Yesterday, I wrote about my own personal inner conflict with my ideals as a homeschooler and my drive to make my kids excel, in comparison with their public schooled counterparts (see Part I here). Today, I'll talk about what it looks like to *not* keep up with the public school joneses.
There is a huge push to get all kids performing at the same level. We want our country's children to grow up and be big contributor's to our nation's innovative growth. In other words, we want our country to produce the top scientists, inventors, business managers, manufacturers, you name it! We look at what we're starting with: kids from poverty stricken homes, kids unable to read or write, kids struggling with basic math. It doesn't look good for our country. Our country's performance is compared with other nations, and we see ourselves drifting downward, while Singapore and Finland are examples of two countries at the top. We want to be competitors with the top tear countries!
So we push our kids forward by creating educational goals earlier. In my era, kindergarten was spent socializing, and getting acquainted with letters, numbers, shapes, and colors. Now, your kindergartener needs to graduate with the ability to read short books, and add and subtract numbers abstractly (without apples). In my era, advanced students entered Algebra I in 8th grade, but this was not the norm. Average students entered Algebra I in 9th or 10th grade, depending on readiness. Now, many schools across the country are streamlining all students into Algebra I in 8th grade. What happens to those students that are not ready for Algebra?
I've found more success with my own children when I put blinders on, put the checklist away, and start where they are at. And then, we progress with understanding wherever it is that they can go. We do better when my kids can tell me, "this is what I understand, but this other stuff is new", or "it doesn't make sense".
This has meant that some of my children didn't graduate kindergarten with the ability to read. This was an uncomfortable feeling, and sometimes it was embarrassing. It didn't reflect well on me as a homeschool mom that my kindergartener couldn't read like the other public schooled kindergarteners. Eventually, around 2nd grade, I had a reader that out-performed and enjoyed reading. It just took us a little longer, but in no way impaired her ability to learn later on. She wasn't at a disadvantage. In fact, the opposite happened. Because a firm foundation in reading was laid, and extra time was spent in her reading development, she was able to move ahead.

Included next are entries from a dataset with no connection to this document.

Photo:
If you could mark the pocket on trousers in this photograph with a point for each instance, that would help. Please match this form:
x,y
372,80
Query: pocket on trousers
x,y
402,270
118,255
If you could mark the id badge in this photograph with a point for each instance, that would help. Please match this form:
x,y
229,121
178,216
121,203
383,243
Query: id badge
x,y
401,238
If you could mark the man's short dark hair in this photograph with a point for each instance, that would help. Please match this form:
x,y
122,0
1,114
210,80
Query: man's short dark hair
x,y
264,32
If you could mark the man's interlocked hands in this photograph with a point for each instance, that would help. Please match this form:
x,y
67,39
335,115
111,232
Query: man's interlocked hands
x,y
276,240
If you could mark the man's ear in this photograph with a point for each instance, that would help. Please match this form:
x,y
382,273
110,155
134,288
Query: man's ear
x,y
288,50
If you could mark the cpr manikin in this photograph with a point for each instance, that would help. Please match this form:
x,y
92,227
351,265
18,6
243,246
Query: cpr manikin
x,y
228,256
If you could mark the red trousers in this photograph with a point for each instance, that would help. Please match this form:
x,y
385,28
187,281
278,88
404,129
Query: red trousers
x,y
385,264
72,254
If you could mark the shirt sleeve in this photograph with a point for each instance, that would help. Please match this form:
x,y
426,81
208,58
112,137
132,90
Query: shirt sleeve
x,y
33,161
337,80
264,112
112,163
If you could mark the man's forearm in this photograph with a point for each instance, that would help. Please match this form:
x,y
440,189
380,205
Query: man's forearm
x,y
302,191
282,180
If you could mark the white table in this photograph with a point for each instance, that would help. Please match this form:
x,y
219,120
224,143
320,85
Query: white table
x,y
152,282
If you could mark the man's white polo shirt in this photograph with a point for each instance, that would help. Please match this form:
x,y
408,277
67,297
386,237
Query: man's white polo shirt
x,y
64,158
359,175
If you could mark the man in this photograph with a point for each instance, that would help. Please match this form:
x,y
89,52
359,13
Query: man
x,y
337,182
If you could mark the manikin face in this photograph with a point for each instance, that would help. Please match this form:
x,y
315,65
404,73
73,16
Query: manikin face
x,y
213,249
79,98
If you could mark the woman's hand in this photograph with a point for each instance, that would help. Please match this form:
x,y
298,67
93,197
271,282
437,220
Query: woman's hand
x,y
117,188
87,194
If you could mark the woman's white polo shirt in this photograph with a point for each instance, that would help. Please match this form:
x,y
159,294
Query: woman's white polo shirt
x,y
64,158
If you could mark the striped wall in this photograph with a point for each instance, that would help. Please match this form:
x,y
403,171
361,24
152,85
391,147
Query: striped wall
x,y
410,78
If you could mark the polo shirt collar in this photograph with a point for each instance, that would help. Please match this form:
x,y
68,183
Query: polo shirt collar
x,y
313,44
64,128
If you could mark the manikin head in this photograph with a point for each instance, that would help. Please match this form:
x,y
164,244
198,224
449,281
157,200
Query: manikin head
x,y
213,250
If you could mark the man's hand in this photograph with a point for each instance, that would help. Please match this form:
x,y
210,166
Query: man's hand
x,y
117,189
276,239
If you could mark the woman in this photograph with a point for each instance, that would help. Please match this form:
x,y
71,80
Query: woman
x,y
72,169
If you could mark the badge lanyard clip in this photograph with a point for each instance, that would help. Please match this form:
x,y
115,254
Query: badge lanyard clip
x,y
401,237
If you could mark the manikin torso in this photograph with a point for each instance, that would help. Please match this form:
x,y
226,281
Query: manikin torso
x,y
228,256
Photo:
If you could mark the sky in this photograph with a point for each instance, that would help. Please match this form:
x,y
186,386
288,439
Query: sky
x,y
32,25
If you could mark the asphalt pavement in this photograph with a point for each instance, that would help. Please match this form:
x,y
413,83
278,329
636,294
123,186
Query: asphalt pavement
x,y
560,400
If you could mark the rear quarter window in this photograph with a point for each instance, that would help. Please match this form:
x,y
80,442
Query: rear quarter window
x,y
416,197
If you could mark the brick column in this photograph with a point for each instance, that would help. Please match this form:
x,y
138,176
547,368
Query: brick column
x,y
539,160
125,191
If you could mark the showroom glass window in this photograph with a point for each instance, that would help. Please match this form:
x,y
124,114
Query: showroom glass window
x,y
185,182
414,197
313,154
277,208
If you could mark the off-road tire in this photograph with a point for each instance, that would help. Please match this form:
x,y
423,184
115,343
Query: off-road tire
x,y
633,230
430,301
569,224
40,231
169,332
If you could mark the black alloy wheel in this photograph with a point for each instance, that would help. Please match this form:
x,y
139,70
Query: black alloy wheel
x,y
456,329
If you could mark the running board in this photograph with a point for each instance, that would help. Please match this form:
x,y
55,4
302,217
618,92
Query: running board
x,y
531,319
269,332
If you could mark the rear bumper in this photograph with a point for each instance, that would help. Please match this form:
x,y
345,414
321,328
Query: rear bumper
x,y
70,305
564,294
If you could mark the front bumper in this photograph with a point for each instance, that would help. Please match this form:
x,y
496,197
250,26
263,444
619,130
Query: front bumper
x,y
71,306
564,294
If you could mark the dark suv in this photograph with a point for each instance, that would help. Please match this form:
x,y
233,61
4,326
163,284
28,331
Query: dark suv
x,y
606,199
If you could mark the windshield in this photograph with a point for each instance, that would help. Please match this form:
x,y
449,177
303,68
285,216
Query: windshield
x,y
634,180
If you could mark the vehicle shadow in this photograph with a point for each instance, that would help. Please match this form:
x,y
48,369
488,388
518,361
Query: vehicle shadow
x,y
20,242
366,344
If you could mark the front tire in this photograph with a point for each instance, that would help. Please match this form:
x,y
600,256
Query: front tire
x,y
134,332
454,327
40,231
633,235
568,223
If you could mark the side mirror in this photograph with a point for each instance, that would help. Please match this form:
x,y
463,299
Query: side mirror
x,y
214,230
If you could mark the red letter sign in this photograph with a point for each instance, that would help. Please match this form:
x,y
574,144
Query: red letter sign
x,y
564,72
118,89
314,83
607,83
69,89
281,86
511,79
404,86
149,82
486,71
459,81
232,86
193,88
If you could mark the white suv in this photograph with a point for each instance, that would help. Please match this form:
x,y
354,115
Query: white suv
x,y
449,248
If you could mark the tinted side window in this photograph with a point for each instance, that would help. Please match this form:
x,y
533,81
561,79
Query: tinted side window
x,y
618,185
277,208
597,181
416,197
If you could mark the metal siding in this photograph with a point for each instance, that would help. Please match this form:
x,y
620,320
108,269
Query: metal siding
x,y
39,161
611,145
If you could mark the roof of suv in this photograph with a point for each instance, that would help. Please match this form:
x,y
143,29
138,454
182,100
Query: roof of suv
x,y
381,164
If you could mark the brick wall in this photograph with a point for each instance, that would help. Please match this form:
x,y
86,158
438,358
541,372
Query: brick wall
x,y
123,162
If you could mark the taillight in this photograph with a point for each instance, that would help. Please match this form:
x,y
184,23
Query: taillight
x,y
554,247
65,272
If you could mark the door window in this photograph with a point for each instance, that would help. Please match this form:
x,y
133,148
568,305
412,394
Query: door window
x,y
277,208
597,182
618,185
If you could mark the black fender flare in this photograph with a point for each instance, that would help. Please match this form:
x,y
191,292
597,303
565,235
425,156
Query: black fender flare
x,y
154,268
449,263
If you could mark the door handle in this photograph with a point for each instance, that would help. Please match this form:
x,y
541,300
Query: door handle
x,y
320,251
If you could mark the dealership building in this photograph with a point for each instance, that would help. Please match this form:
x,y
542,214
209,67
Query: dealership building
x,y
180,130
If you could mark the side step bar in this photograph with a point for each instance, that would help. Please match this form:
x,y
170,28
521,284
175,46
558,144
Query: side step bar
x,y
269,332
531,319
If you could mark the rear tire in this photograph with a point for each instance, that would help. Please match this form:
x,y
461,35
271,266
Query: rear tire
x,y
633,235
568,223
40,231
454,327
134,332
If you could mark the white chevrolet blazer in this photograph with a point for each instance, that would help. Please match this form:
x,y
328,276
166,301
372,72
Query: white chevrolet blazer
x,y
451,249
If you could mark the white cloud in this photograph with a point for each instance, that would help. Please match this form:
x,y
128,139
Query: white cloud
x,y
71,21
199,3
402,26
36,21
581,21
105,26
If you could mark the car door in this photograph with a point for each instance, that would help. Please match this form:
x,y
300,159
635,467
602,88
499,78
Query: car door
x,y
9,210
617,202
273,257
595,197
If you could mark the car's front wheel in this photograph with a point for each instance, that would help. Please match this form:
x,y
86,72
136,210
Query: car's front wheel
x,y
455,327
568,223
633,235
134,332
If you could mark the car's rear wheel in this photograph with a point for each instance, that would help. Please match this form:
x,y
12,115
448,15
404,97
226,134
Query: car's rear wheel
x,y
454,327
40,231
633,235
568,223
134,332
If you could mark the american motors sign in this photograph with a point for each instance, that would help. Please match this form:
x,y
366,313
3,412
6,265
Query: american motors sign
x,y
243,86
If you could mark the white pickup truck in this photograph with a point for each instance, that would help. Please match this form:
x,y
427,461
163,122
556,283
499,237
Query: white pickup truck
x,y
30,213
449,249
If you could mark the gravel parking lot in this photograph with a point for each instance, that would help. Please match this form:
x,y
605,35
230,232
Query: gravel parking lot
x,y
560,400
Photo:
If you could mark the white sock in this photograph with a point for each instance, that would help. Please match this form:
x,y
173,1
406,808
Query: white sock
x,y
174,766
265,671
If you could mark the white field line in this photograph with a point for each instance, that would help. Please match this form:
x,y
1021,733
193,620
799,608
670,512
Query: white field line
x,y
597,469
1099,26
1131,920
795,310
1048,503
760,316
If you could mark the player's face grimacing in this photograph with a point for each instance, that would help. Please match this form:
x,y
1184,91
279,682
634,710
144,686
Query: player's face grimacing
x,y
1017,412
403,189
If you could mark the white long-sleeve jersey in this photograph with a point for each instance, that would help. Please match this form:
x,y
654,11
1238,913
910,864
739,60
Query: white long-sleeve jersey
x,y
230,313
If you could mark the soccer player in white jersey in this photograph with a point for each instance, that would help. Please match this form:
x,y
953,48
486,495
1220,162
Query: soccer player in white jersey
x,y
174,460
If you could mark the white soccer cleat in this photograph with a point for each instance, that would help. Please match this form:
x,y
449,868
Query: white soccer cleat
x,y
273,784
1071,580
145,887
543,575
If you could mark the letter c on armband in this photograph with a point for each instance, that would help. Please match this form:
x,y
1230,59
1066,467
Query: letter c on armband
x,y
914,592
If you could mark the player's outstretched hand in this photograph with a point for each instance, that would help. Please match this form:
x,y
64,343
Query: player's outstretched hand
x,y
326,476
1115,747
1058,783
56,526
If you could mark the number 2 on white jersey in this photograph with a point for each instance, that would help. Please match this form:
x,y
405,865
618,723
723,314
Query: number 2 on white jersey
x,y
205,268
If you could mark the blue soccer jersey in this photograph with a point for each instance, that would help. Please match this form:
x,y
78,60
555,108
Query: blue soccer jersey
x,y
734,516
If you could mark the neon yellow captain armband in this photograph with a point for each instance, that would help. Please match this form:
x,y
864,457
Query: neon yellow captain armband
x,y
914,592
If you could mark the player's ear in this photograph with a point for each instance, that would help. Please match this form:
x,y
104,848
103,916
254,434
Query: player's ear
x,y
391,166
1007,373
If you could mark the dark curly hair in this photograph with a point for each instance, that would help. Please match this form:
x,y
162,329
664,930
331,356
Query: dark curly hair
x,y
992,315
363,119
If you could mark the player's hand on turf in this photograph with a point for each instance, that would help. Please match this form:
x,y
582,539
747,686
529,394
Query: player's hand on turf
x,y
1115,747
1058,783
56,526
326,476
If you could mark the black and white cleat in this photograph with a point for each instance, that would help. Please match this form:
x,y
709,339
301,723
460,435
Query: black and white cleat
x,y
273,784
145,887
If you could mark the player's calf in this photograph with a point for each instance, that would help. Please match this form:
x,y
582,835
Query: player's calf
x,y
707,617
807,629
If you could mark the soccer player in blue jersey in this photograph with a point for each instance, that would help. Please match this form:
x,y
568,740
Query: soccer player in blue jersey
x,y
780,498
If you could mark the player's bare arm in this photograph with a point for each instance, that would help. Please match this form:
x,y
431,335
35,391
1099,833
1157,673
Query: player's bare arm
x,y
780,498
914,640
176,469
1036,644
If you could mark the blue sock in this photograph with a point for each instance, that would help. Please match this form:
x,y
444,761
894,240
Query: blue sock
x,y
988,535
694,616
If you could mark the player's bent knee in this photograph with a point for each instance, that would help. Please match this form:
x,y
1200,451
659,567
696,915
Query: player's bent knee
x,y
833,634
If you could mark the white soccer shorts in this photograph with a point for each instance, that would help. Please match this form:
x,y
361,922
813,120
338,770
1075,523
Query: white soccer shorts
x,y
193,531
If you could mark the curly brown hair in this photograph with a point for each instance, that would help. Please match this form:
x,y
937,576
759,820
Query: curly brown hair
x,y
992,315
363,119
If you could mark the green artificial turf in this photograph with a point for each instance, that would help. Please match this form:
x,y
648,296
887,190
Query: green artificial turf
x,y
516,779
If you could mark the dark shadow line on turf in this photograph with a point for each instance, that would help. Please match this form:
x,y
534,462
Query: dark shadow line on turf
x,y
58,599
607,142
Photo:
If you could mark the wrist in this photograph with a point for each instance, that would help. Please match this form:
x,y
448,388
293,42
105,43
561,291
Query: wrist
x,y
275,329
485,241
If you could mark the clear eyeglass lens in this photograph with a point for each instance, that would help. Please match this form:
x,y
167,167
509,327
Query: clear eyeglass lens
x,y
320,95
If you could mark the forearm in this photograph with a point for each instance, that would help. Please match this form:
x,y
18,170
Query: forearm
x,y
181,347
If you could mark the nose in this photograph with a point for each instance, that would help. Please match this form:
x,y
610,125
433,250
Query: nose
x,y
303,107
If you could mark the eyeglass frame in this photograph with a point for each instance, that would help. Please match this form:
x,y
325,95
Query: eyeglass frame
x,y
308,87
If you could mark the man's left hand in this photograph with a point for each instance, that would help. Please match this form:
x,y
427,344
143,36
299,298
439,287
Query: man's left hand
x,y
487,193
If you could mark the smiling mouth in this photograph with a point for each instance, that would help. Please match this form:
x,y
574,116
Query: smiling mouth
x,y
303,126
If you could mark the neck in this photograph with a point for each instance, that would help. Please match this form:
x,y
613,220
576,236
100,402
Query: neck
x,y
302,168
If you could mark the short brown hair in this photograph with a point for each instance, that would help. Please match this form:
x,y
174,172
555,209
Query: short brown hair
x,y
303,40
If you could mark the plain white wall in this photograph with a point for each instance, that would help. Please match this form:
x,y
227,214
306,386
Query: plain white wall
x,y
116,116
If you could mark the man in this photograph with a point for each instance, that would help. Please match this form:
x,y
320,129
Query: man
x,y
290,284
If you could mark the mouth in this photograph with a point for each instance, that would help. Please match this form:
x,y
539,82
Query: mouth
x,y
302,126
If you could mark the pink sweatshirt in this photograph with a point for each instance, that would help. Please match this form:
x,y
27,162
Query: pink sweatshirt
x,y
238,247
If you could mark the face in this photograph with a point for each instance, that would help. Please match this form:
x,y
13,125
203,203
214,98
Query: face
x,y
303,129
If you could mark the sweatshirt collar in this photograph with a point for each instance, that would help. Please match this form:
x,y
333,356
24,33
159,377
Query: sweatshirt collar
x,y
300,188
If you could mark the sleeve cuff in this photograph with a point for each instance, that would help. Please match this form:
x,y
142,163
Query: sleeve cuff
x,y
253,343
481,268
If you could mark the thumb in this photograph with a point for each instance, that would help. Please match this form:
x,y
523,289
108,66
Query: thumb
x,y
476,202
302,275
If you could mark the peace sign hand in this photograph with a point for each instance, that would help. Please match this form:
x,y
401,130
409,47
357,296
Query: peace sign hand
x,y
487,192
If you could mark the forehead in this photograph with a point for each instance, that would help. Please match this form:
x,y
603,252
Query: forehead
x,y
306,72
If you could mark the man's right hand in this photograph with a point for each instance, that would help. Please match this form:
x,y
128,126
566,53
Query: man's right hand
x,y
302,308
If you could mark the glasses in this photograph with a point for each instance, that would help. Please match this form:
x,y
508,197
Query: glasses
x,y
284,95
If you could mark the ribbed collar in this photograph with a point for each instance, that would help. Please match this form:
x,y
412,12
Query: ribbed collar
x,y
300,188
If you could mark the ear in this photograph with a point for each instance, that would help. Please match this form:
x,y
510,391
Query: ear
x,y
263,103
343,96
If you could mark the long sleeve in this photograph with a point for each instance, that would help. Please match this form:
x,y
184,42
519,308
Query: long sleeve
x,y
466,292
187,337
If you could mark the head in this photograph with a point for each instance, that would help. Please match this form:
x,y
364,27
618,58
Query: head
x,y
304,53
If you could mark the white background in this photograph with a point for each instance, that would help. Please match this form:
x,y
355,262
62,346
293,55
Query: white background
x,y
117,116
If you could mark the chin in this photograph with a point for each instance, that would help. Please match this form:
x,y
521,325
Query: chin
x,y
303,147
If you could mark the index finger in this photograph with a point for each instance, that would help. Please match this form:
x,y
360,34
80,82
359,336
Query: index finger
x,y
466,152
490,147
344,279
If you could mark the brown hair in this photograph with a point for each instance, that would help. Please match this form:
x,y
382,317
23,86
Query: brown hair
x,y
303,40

Is it a fluke? I'm seeing the same thing play out in writing and math. We fall behind, fall behind, fall behind...all while laying a solid foundation and then SWOOSH! zoom ahead.
Homeschooling naturally grants the ability to do this: tailor the education to the specific needs of the student. However, it isn't the only educational model that can do this. Every once in awhile, you'll hear about a public school that is doing remarkable things and the students are gaining in understanding and ability. Or, parents that after-school their own children, or hire tutors. The key is to start at our children's specific learning needs and work forward, not be a slave to an arbitrary checklist.